Proof of parental relationship. Original or certified copy of a document that lists the parent(s) or legal guardian(s) of the child applying for a passport. If you’re using your child’s U.S. birth certificate as evidence of U.S. citizenship, that will satisfy this requirement as well. If not, you can also submit a foreign birth certificate, adoption decree, divorce or custody decree, or a court order.
Present ID and photocopy of ID. Each parent or guardian must present one form of identification to the agent during the application appointment and include a copy of the front and back of each ID with the child’s application.
Identification documents can include:
- Valid or expired, undamaged U.S. passport book or passport card
- In-state, fully valid driver’s license or enhanced driver’s license with photo
- Certificate of Naturalization
- Certificate of Citizenship
- Government employee ID (city, county, state, or federal)
- U.S. military or military-dependent ID
- Current valid foreign passport
- Matricula Consular (Mexican Consular ID)

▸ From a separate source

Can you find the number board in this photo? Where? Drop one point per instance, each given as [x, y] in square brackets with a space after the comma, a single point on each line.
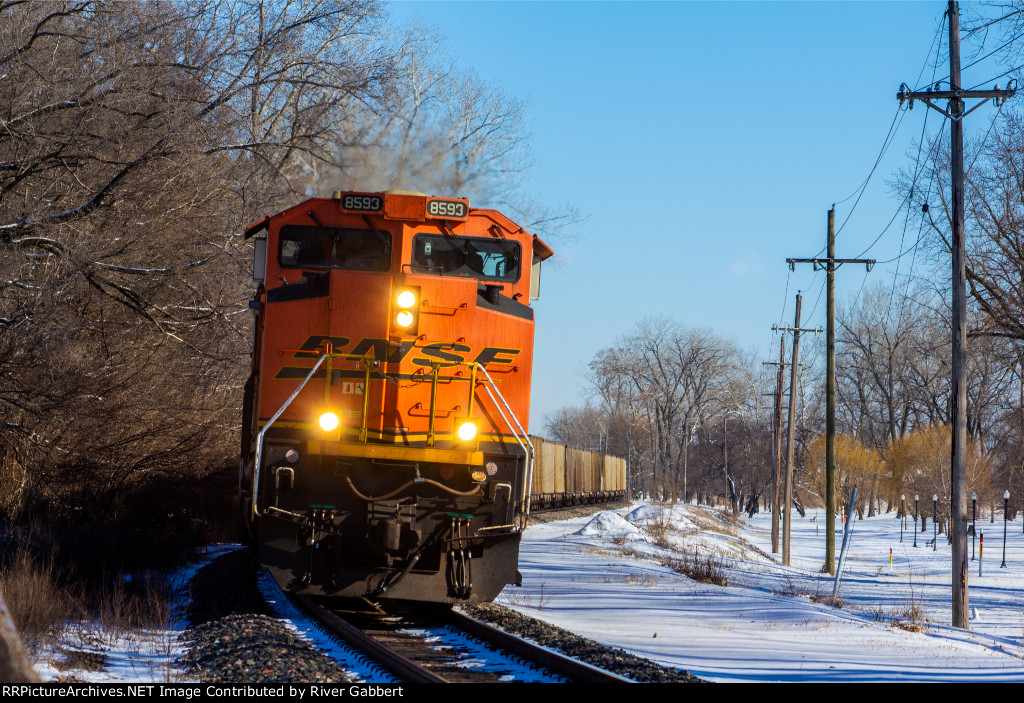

- U.S. Permanent Resident Card (Green Card)
- Trusted Traveler IDs
- Enhanced Tribal Cards and Native American tribal photo IDs
Photocopies of IDs must be on plain white 8.5” by 11” standard paper, single-sided, and the copy should not decrease the image side of the ID (enlargement is OK).
Show parental consent. Both parents or guardians must approve that their child under 16 years old can be issued a passport. To do this, both parents or guardians should go with the child to the application appointment. If one or both parents or guardians are unable to apply in person with their child, additional documents will need to be included in your child’s application (see more here).

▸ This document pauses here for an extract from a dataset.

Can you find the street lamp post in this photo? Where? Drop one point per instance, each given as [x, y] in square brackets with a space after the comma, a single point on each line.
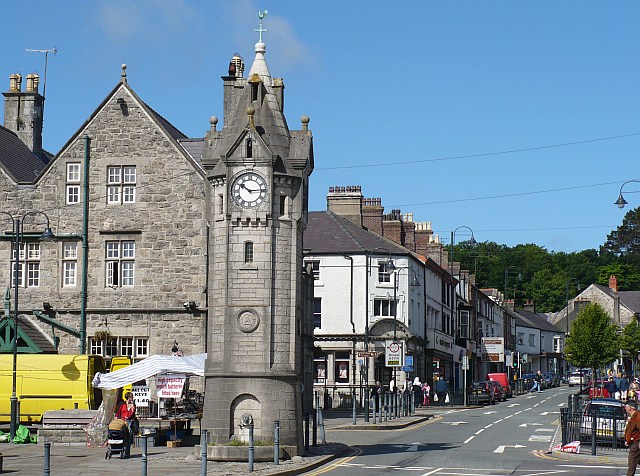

Passport photo. One photo of your child for the passport meeting the following requirements:
- Color photo taken within the last six months
- Clear image of your child’s face (no filters)
- No selfies
- No eyeglasses, hats, or uniform clothing (If your child is wearing a hat for religious or medical reasons, you’ll have to provide documentation supporting this, and your child’s face is not obstructed in the photo.)

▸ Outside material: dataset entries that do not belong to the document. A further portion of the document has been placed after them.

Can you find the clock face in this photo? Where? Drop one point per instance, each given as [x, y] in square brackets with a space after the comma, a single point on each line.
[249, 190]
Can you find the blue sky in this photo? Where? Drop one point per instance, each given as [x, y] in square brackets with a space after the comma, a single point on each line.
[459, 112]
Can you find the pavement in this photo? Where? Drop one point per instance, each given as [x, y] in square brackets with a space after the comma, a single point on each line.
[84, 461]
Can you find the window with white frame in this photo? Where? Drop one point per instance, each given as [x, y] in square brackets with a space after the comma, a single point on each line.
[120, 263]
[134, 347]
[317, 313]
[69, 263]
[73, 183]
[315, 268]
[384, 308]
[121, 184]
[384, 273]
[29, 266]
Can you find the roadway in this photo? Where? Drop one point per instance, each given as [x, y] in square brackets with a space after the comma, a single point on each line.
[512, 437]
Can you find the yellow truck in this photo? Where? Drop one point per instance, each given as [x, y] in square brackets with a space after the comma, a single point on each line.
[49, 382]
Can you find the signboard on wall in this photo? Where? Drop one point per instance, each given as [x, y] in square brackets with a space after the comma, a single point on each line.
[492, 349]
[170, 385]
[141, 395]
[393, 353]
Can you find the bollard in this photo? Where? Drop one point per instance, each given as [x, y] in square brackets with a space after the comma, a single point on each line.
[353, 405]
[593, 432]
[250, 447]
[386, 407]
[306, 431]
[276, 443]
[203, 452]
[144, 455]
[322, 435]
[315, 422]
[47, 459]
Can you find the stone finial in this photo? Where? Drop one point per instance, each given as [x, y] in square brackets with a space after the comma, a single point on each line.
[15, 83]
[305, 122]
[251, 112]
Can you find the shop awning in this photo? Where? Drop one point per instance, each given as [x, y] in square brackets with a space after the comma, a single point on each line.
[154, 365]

- Use a white or off-white background without shadows, texture, or lines.
- Sized 2 inches by 2 inches (head must be between 1 – 1 ⅜ inches from the bottom of the chin to the top of the head)
- Free of holes or other damage
- Face the camera directly for a full-face view
- Neutral facial expression with both eyes open and mouth closed (there is some leniency here with babies, but follow their tips in the FAQ section to ensure the photo doesn’t get rejected)
Fees. You’ll have to arrive prepared to pay all of the necessary fees. When you schedule your application appointment, be sure to confirm what types of payment they accept (cash, check, card).
Once you’ve submitted your baby’s passport application, you’ll be able to track its progress as it moves through the system and makes its way back to you. After you’ve received the passport, you and your little one are free to roam the world and fill your passport books with stamps until it’s time to renew—which is every five years for children under 16 years old. And you’ll have to go through this entire process again because you can’t renew kids’ passports online.